Sustainable Research

Happened across a provocative example of why we need a software ecosystem, though it was certainly not intended to be one, which led me to ask myself:

How complex does an algorithm have to be before a talented researcher with expertise in both the relevant mathematics and computer science will make a significant mistake in their first release of the software?

As a corollary we might also ask, “How much less care do we put into research code not destined for release?”

This changelog clearly reflects these difficulties face well-established researchers with long publication records on these very methods. If such individuals can make mistakes in packages, are we supposed to trust the myriad personal implementations of this and more complex algorithms that bulwark our literature today?

Academic knowledge is currently built in the mortar and bricks of publication and citation. Publications advance new claims built up on existing claims (and very occasionally replacing them) through citations. It an approach that does not scale well on many fronts. To verify information we must trace the citation chain, which grows far to quickly to for human processing and is not usually amenable to computer processing. Yet here it is the statistical scaling that concerns me more – a paper advances that a claim is true with a certain probability, given that the methods are implemented without error. The more publications we string together, the higher the probability that we observe false positives, but also that we observe implementation errors. For much of research today, we need not construct the scientific argument in this manner.
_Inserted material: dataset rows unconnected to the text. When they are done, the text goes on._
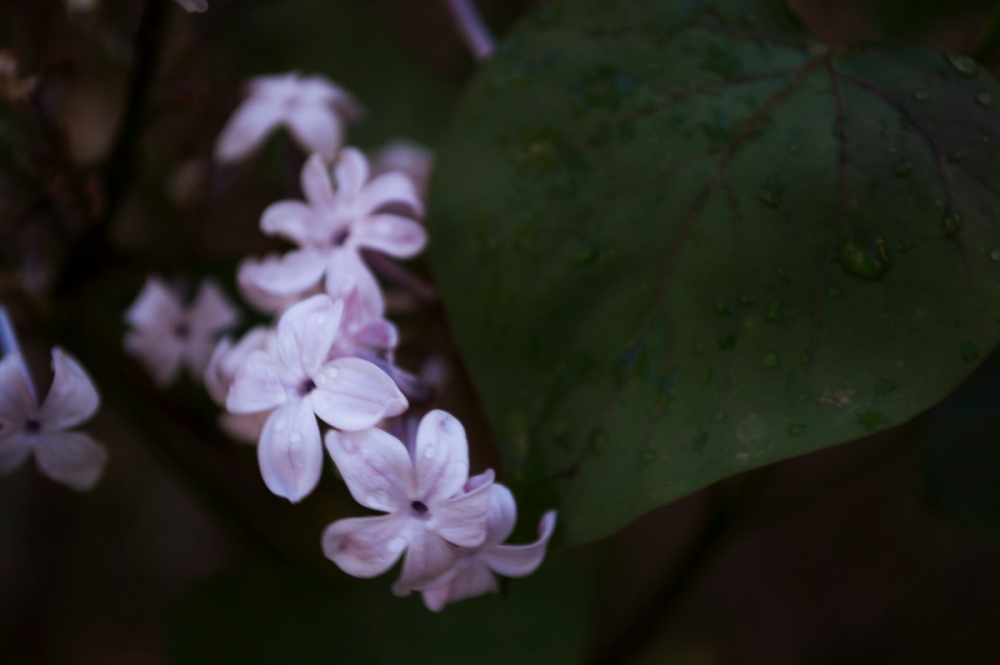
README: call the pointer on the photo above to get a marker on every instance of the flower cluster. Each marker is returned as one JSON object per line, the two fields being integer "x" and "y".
{"x": 328, "y": 363}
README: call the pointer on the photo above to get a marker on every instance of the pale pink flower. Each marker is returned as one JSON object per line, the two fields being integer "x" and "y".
{"x": 70, "y": 458}
{"x": 313, "y": 109}
{"x": 299, "y": 383}
{"x": 194, "y": 5}
{"x": 412, "y": 159}
{"x": 472, "y": 573}
{"x": 226, "y": 361}
{"x": 331, "y": 228}
{"x": 428, "y": 514}
{"x": 165, "y": 334}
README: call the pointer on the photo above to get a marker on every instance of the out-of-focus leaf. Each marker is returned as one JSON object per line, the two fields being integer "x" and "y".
{"x": 346, "y": 41}
{"x": 960, "y": 440}
{"x": 679, "y": 239}
{"x": 282, "y": 617}
{"x": 907, "y": 19}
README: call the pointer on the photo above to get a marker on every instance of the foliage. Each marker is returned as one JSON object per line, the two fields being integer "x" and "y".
{"x": 680, "y": 239}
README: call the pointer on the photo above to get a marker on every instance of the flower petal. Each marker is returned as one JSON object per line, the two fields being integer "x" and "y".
{"x": 259, "y": 385}
{"x": 14, "y": 449}
{"x": 293, "y": 220}
{"x": 316, "y": 184}
{"x": 468, "y": 579}
{"x": 16, "y": 402}
{"x": 159, "y": 354}
{"x": 391, "y": 190}
{"x": 350, "y": 173}
{"x": 288, "y": 275}
{"x": 521, "y": 560}
{"x": 70, "y": 458}
{"x": 441, "y": 457}
{"x": 290, "y": 452}
{"x": 306, "y": 332}
{"x": 211, "y": 311}
{"x": 365, "y": 546}
{"x": 246, "y": 129}
{"x": 243, "y": 427}
{"x": 390, "y": 234}
{"x": 502, "y": 517}
{"x": 317, "y": 128}
{"x": 428, "y": 557}
{"x": 72, "y": 399}
{"x": 462, "y": 520}
{"x": 353, "y": 394}
{"x": 375, "y": 466}
{"x": 346, "y": 273}
{"x": 157, "y": 307}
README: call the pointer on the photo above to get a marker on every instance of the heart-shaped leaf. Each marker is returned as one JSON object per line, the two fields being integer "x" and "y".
{"x": 679, "y": 239}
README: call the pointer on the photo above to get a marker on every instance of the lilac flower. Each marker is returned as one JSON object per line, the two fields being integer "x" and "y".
{"x": 313, "y": 109}
{"x": 333, "y": 226}
{"x": 70, "y": 458}
{"x": 226, "y": 361}
{"x": 194, "y": 5}
{"x": 166, "y": 335}
{"x": 472, "y": 573}
{"x": 421, "y": 492}
{"x": 299, "y": 383}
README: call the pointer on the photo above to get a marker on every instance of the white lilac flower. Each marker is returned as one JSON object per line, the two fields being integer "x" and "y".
{"x": 333, "y": 225}
{"x": 472, "y": 573}
{"x": 165, "y": 334}
{"x": 70, "y": 458}
{"x": 226, "y": 361}
{"x": 194, "y": 5}
{"x": 313, "y": 109}
{"x": 301, "y": 382}
{"x": 420, "y": 489}
{"x": 412, "y": 159}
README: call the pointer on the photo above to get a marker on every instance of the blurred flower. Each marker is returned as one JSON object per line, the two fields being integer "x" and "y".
{"x": 300, "y": 383}
{"x": 472, "y": 573}
{"x": 221, "y": 372}
{"x": 70, "y": 458}
{"x": 332, "y": 227}
{"x": 413, "y": 159}
{"x": 167, "y": 334}
{"x": 420, "y": 489}
{"x": 194, "y": 5}
{"x": 313, "y": 109}
{"x": 14, "y": 87}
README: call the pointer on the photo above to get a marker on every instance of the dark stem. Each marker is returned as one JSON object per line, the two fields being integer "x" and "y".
{"x": 725, "y": 511}
{"x": 91, "y": 251}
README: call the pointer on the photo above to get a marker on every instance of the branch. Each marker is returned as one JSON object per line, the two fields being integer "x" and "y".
{"x": 91, "y": 251}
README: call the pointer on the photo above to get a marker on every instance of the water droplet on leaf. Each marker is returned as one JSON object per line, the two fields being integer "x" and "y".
{"x": 864, "y": 256}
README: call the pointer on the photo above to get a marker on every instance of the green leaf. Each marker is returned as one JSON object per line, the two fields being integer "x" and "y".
{"x": 960, "y": 440}
{"x": 679, "y": 239}
{"x": 346, "y": 41}
{"x": 274, "y": 616}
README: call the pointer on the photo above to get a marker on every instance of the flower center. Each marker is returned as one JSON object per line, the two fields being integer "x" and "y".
{"x": 340, "y": 237}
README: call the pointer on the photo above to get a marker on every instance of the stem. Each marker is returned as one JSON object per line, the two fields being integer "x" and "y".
{"x": 91, "y": 250}
{"x": 472, "y": 28}
{"x": 10, "y": 346}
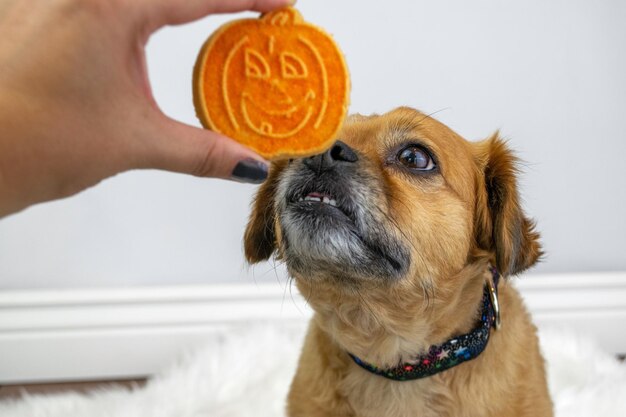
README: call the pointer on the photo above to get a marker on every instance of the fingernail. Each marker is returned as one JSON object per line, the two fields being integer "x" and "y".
{"x": 250, "y": 171}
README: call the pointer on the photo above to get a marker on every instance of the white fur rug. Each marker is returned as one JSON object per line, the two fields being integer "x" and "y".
{"x": 247, "y": 372}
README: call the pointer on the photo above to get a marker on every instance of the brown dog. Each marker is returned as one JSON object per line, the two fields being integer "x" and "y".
{"x": 390, "y": 236}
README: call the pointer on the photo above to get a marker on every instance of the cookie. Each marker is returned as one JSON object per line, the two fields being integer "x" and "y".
{"x": 276, "y": 84}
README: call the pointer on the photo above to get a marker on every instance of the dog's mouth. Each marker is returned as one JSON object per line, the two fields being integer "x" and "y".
{"x": 333, "y": 223}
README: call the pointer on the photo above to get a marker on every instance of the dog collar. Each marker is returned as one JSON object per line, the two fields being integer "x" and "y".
{"x": 453, "y": 352}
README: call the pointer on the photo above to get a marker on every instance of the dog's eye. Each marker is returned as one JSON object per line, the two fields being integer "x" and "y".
{"x": 416, "y": 158}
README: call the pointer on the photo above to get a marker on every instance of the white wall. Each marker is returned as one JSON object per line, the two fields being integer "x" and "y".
{"x": 549, "y": 74}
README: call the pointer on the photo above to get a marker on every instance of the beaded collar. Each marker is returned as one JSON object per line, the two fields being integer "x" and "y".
{"x": 453, "y": 352}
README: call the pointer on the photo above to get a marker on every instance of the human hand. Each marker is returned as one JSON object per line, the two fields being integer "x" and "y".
{"x": 76, "y": 105}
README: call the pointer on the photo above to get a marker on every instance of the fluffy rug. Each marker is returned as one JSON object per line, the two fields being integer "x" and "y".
{"x": 247, "y": 371}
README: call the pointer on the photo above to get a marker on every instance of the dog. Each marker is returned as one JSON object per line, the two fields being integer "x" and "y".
{"x": 397, "y": 236}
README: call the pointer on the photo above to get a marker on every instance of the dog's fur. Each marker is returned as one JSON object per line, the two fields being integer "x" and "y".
{"x": 403, "y": 268}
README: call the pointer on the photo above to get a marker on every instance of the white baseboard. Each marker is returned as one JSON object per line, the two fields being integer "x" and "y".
{"x": 54, "y": 335}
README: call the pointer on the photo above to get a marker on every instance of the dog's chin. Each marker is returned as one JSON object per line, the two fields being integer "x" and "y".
{"x": 324, "y": 241}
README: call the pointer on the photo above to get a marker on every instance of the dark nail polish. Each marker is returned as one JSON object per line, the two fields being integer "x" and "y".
{"x": 250, "y": 171}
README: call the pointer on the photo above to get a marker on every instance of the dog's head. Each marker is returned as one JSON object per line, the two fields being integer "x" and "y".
{"x": 400, "y": 199}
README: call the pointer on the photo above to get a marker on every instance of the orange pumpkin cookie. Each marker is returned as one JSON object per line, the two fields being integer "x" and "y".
{"x": 276, "y": 84}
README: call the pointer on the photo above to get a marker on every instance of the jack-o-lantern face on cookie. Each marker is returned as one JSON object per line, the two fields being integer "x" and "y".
{"x": 276, "y": 84}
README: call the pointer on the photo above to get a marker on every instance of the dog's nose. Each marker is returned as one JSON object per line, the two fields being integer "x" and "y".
{"x": 339, "y": 153}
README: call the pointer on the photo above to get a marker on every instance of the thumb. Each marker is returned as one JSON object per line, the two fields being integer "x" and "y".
{"x": 182, "y": 148}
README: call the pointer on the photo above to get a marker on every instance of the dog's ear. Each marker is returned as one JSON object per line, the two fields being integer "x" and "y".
{"x": 260, "y": 236}
{"x": 501, "y": 226}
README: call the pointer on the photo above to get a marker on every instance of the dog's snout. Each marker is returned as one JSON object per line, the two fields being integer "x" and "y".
{"x": 337, "y": 154}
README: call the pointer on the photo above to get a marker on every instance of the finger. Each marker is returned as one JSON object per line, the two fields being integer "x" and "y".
{"x": 175, "y": 12}
{"x": 183, "y": 148}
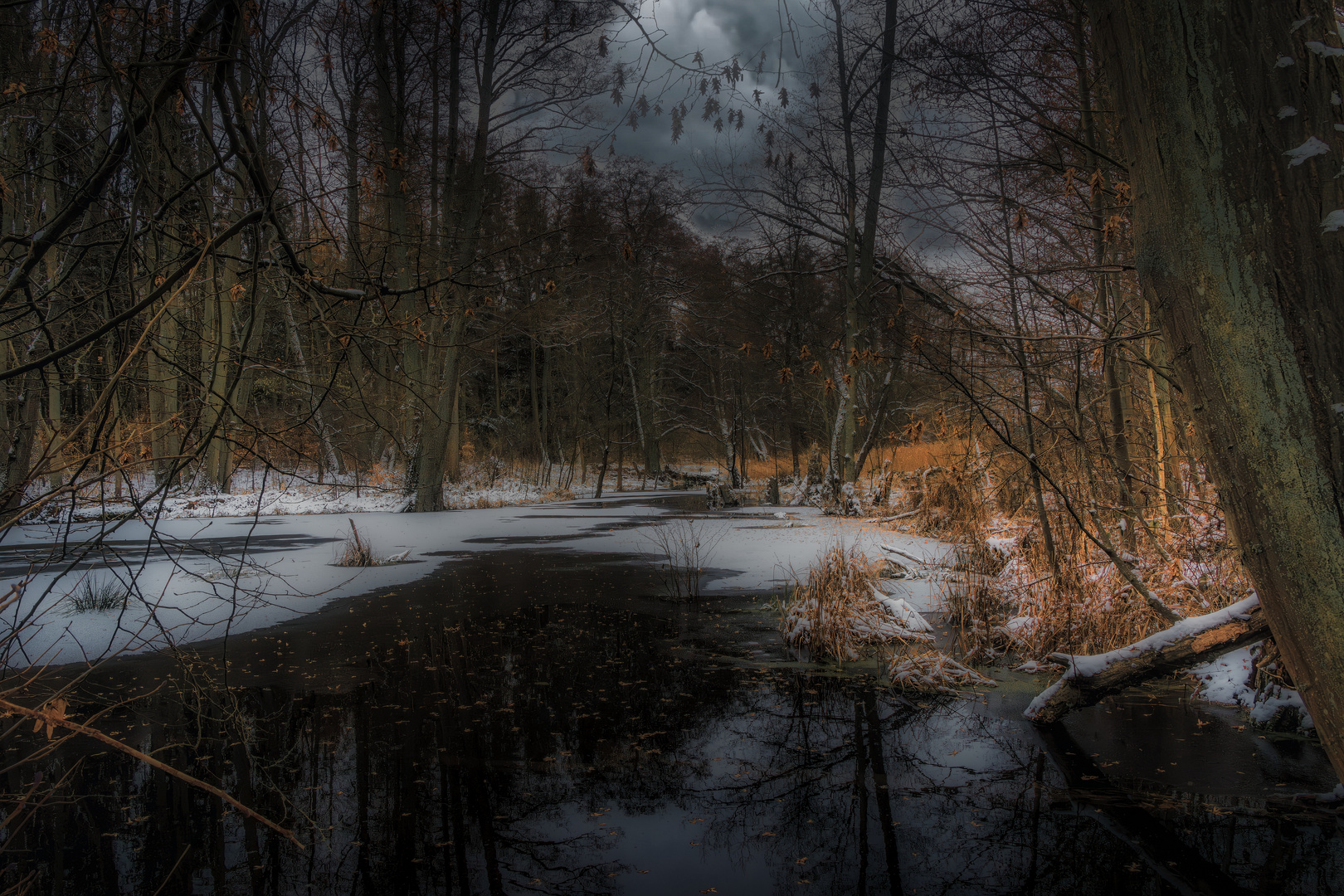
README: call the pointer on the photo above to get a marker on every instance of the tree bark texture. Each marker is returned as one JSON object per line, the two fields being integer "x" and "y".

Thanks to computational advances of the last several decades, public repositories of the data and the methods (such as can be implemented as software anyway), we can build on existing work by direct analysis of the data and methods, rather than treating the conclusions as given. Evidence would no longer come primarily in the highly circumstantial manner of citations to previous claims, but to direct analysis of data. Using a common pool of data and methods would align incentives better to maintain and improve upon this infrastructure (the way major companies contribute to the underlying ‘plumbing’ provided by shared open source infrastructure), while there is no incentive for the literature to work in such a way.